Clarence darrow and poetry in argument

Clarence darrow and poetry in argument

Clarence Darrow was comfortable using poetry in his arguments. He, like most other lawyers of that period, could quote literature, scripture and poetry as part of their trial skills. On July 21, 1924, the case of The People against Nathan Leopold, Jr., and Richard Loeb was heard in Detroit. Here’s one of the poems Darrow quoted in theirdefense by A.E. Housman (1859-1936) from A Shropshire Lad:

"Now hollow fires burn out to black,
And lights are guttering low:
Square your shoulders, lift your pack
And leave your friends and go.
O never fear, lads, naught’s to dread,
Look not to left nor right:
In all the endless road you tread
There’s nothing but the night."

When he argued in his own defense in his Los Angeles jury bribery case he was eloquent and, once again quoted poetry. Here is an excerpt from that argument:

"There are people who would destroy me. There are people who would lift up their hands to crush me down. I have enemies powerful and strong. There are honest men who misunderstand me and doubt me, and still I have lived a long time on earth, and I have friends–I have friends in my old home who have gathered around to tell you as best they could of the life I have lived. I have friends who have come to me here to help me in my sore distress. I have friends throughout the length and breadth of the land, and these are the poor and the weak and the helpless, to whose cause I have given voice. If you should convict me, there will be people to applaud the act. But if in your judgment and your wisdom and your humanity, you believe me innocent, and return a verdict of not guilty in this case, I know that from thousands and tens of thousands and yea, perhaps of the weak and the poor and the helpless throughout the world, will come thanks to this jury for saving my liberty and my name.

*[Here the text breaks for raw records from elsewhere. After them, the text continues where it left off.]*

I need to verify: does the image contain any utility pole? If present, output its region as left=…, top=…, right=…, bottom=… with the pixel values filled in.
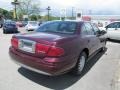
left=11, top=0, right=19, bottom=21
left=46, top=6, right=51, bottom=21
left=72, top=7, right=74, bottom=19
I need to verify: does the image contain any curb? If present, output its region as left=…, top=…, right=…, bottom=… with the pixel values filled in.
left=113, top=63, right=120, bottom=90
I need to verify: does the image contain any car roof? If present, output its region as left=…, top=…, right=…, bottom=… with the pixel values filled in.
left=47, top=20, right=90, bottom=23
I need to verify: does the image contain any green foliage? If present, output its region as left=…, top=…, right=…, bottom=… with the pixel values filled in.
left=0, top=8, right=13, bottom=19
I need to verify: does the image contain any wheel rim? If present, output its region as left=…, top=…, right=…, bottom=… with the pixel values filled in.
left=78, top=56, right=85, bottom=72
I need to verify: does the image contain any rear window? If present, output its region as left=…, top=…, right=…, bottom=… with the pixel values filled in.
left=37, top=21, right=77, bottom=34
left=29, top=22, right=38, bottom=25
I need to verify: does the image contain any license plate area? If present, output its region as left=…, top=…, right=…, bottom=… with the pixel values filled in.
left=19, top=39, right=36, bottom=53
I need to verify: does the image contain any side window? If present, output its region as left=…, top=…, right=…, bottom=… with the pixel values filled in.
left=42, top=23, right=59, bottom=31
left=107, top=22, right=119, bottom=28
left=85, top=23, right=95, bottom=35
left=81, top=25, right=88, bottom=35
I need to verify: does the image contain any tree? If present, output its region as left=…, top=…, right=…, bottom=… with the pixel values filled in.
left=17, top=0, right=40, bottom=16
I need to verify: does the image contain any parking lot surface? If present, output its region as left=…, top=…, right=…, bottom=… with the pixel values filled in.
left=0, top=29, right=120, bottom=90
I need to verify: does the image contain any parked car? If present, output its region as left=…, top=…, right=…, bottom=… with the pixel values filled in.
left=9, top=21, right=106, bottom=76
left=105, top=22, right=120, bottom=40
left=16, top=21, right=24, bottom=27
left=22, top=21, right=28, bottom=27
left=3, top=20, right=19, bottom=34
left=25, top=21, right=39, bottom=31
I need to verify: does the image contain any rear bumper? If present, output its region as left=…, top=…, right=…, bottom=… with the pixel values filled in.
left=3, top=28, right=18, bottom=33
left=9, top=47, right=70, bottom=76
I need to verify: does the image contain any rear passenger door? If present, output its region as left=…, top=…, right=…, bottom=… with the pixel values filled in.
left=84, top=22, right=99, bottom=54
left=91, top=23, right=106, bottom=49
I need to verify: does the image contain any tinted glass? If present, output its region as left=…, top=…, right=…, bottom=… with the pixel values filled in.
left=37, top=21, right=77, bottom=34
left=85, top=23, right=95, bottom=35
left=91, top=23, right=100, bottom=34
left=107, top=22, right=120, bottom=28
left=81, top=25, right=88, bottom=35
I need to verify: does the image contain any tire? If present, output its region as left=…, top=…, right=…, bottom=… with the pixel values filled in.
left=72, top=52, right=87, bottom=75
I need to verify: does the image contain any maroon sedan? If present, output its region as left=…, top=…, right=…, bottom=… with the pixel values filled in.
left=9, top=21, right=106, bottom=76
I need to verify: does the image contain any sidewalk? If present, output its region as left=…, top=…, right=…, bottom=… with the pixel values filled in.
left=114, top=62, right=120, bottom=90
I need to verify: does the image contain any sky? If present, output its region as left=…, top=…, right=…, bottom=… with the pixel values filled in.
left=0, top=0, right=120, bottom=14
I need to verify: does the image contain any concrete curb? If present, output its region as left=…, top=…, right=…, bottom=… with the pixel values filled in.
left=114, top=62, right=120, bottom=90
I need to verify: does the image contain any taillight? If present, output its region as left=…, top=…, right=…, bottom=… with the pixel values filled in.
left=11, top=38, right=18, bottom=48
left=47, top=46, right=64, bottom=56
left=35, top=43, right=64, bottom=57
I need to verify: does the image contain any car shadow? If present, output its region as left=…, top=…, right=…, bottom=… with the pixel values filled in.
left=18, top=48, right=107, bottom=90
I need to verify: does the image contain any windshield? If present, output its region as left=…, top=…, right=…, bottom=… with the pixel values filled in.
left=36, top=21, right=77, bottom=34
left=5, top=21, right=16, bottom=24
left=29, top=22, right=38, bottom=25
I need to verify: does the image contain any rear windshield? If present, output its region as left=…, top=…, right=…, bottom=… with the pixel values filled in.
left=36, top=21, right=77, bottom=34
left=5, top=21, right=16, bottom=25
left=29, top=22, right=37, bottom=25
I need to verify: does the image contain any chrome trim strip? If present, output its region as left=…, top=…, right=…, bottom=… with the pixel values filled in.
left=13, top=60, right=52, bottom=76
left=19, top=39, right=36, bottom=53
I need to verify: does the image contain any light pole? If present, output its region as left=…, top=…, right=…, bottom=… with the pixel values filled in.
left=72, top=7, right=74, bottom=19
left=11, top=0, right=19, bottom=21
left=46, top=6, right=51, bottom=21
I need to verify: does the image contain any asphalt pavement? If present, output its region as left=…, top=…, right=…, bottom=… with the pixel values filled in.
left=0, top=29, right=120, bottom=90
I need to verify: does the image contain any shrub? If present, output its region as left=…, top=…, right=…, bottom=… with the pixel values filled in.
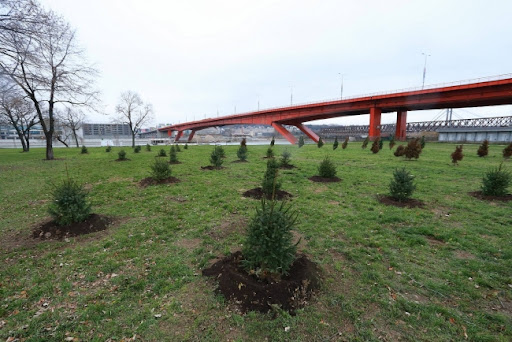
left=476, top=139, right=489, bottom=157
left=503, top=143, right=512, bottom=159
left=117, top=150, right=126, bottom=160
left=236, top=145, right=247, bottom=160
left=151, top=158, right=171, bottom=181
left=361, top=137, right=370, bottom=149
left=389, top=168, right=416, bottom=202
left=393, top=145, right=405, bottom=157
left=404, top=139, right=421, bottom=159
left=451, top=145, right=464, bottom=164
left=341, top=137, right=348, bottom=149
left=261, top=158, right=281, bottom=198
left=482, top=163, right=512, bottom=196
left=241, top=199, right=300, bottom=279
left=281, top=151, right=292, bottom=166
left=318, top=157, right=336, bottom=178
left=370, top=138, right=380, bottom=154
left=210, top=147, right=224, bottom=168
left=299, top=135, right=304, bottom=148
left=169, top=146, right=178, bottom=163
left=48, top=178, right=91, bottom=226
left=266, top=147, right=274, bottom=158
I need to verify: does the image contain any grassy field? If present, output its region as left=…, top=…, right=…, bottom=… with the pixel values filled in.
left=0, top=143, right=512, bottom=341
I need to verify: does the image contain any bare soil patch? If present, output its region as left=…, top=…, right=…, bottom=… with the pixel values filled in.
left=308, top=176, right=341, bottom=183
left=469, top=191, right=512, bottom=202
left=139, top=177, right=180, bottom=188
left=377, top=195, right=425, bottom=208
left=243, top=188, right=293, bottom=200
left=32, top=214, right=114, bottom=240
left=203, top=251, right=320, bottom=314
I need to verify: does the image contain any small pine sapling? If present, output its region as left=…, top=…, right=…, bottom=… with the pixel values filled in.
left=503, top=143, right=512, bottom=159
left=451, top=145, right=464, bottom=165
left=261, top=158, right=281, bottom=199
left=332, top=137, right=338, bottom=150
left=389, top=168, right=416, bottom=202
left=482, top=163, right=512, bottom=196
left=341, top=137, right=348, bottom=149
left=299, top=135, right=304, bottom=148
left=318, top=157, right=336, bottom=178
left=476, top=139, right=489, bottom=157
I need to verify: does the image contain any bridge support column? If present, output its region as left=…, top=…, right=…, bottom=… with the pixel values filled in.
left=395, top=110, right=407, bottom=141
left=368, top=107, right=382, bottom=141
left=295, top=124, right=320, bottom=143
left=174, top=131, right=183, bottom=142
left=272, top=122, right=297, bottom=145
left=187, top=130, right=196, bottom=142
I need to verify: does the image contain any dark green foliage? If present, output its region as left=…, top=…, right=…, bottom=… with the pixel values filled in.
left=299, top=135, right=304, bottom=148
left=261, top=158, right=281, bottom=198
left=404, top=138, right=421, bottom=159
left=117, top=150, right=126, bottom=160
left=503, top=143, right=512, bottom=159
left=332, top=137, right=338, bottom=150
left=451, top=145, right=464, bottom=164
left=393, top=145, right=405, bottom=157
left=341, top=137, right=348, bottom=149
left=318, top=157, right=336, bottom=178
left=482, top=163, right=512, bottom=196
left=210, top=146, right=224, bottom=168
left=476, top=139, right=489, bottom=157
left=389, top=168, right=416, bottom=202
left=370, top=138, right=380, bottom=154
left=281, top=151, right=292, bottom=166
left=361, top=137, right=370, bottom=149
left=266, top=147, right=274, bottom=158
left=151, top=157, right=172, bottom=181
left=242, top=199, right=300, bottom=279
left=48, top=178, right=91, bottom=226
left=236, top=145, right=247, bottom=160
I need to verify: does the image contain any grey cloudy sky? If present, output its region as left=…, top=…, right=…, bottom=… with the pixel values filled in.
left=41, top=0, right=512, bottom=123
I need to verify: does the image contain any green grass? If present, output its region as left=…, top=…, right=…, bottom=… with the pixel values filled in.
left=0, top=143, right=512, bottom=341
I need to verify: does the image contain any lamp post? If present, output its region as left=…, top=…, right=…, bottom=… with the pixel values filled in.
left=421, top=52, right=430, bottom=89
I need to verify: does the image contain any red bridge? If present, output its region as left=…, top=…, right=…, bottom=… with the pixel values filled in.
left=159, top=74, right=512, bottom=144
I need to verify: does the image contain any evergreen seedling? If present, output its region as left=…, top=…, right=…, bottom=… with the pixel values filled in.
left=151, top=158, right=171, bottom=181
left=389, top=168, right=416, bottom=202
left=476, top=139, right=489, bottom=157
left=48, top=178, right=91, bottom=226
left=482, top=163, right=512, bottom=196
left=242, top=199, right=300, bottom=280
left=318, top=157, right=336, bottom=178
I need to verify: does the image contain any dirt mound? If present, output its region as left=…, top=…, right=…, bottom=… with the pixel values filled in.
left=203, top=251, right=320, bottom=314
left=243, top=188, right=293, bottom=200
left=32, top=214, right=114, bottom=240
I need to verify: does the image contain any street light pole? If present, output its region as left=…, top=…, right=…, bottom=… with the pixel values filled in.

Life is a game of whist. From unknown sources The cards are shuffled and the hands are dealt. Blind are our efforts to control the forces That though unseen are no less strongly felt I do not like the way the cards are shuffled, But still I like the game and want to play And through the long, long night, I play unruffled The cards I get until the break of day.

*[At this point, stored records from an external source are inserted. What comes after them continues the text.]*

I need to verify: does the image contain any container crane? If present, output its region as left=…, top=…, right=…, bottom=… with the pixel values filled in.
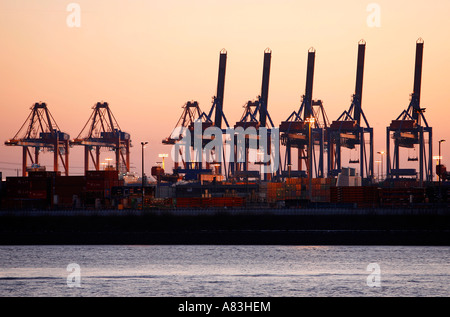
left=386, top=38, right=433, bottom=185
left=70, top=102, right=132, bottom=173
left=229, top=48, right=274, bottom=180
left=162, top=49, right=228, bottom=178
left=327, top=40, right=374, bottom=183
left=5, top=103, right=70, bottom=176
left=280, top=48, right=329, bottom=178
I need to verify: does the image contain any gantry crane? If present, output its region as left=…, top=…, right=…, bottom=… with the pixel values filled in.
left=386, top=38, right=433, bottom=185
left=5, top=103, right=70, bottom=176
left=327, top=40, right=374, bottom=183
left=280, top=48, right=329, bottom=178
left=229, top=48, right=275, bottom=180
left=162, top=49, right=228, bottom=177
left=70, top=102, right=132, bottom=173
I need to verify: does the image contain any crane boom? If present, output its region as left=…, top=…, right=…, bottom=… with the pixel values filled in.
left=259, top=49, right=272, bottom=127
left=214, top=50, right=227, bottom=129
left=303, top=49, right=316, bottom=120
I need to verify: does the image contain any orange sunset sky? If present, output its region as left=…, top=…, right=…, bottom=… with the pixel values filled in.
left=0, top=0, right=450, bottom=177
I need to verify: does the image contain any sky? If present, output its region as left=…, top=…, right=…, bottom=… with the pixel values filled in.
left=0, top=0, right=450, bottom=177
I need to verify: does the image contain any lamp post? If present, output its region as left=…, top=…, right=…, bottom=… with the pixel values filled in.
left=439, top=140, right=445, bottom=198
left=158, top=153, right=169, bottom=171
left=305, top=116, right=315, bottom=201
left=141, top=142, right=148, bottom=210
left=375, top=160, right=381, bottom=182
left=377, top=151, right=385, bottom=181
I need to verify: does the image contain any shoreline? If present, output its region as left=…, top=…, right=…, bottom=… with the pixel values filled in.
left=0, top=210, right=450, bottom=246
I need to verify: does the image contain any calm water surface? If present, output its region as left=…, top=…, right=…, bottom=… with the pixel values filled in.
left=0, top=245, right=450, bottom=297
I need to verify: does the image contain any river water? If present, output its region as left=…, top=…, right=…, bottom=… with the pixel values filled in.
left=0, top=245, right=450, bottom=297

I’ve always loved poetry and there have been few trials where poetry was not used by me. One of my favorite is the poem by James W. Foley, which I used in my last trial. Part of it reads:

Drop a pebble in the water: just a splash, and it is gone;
But there’s half-a-hundred ripples circling on and on and on,
Spreading, spreading from the center, flowing on out to the sea.
And there is no way of telling where the end is going to be.

Drop a pebble in the water: in a minute you forget,
But there’s little waves a-flowing, and there’s ripples circling yet,
And those little waves a-flowing to a great big wave have grown;
You’ve disturbed a mighty river just by dropping in a stone.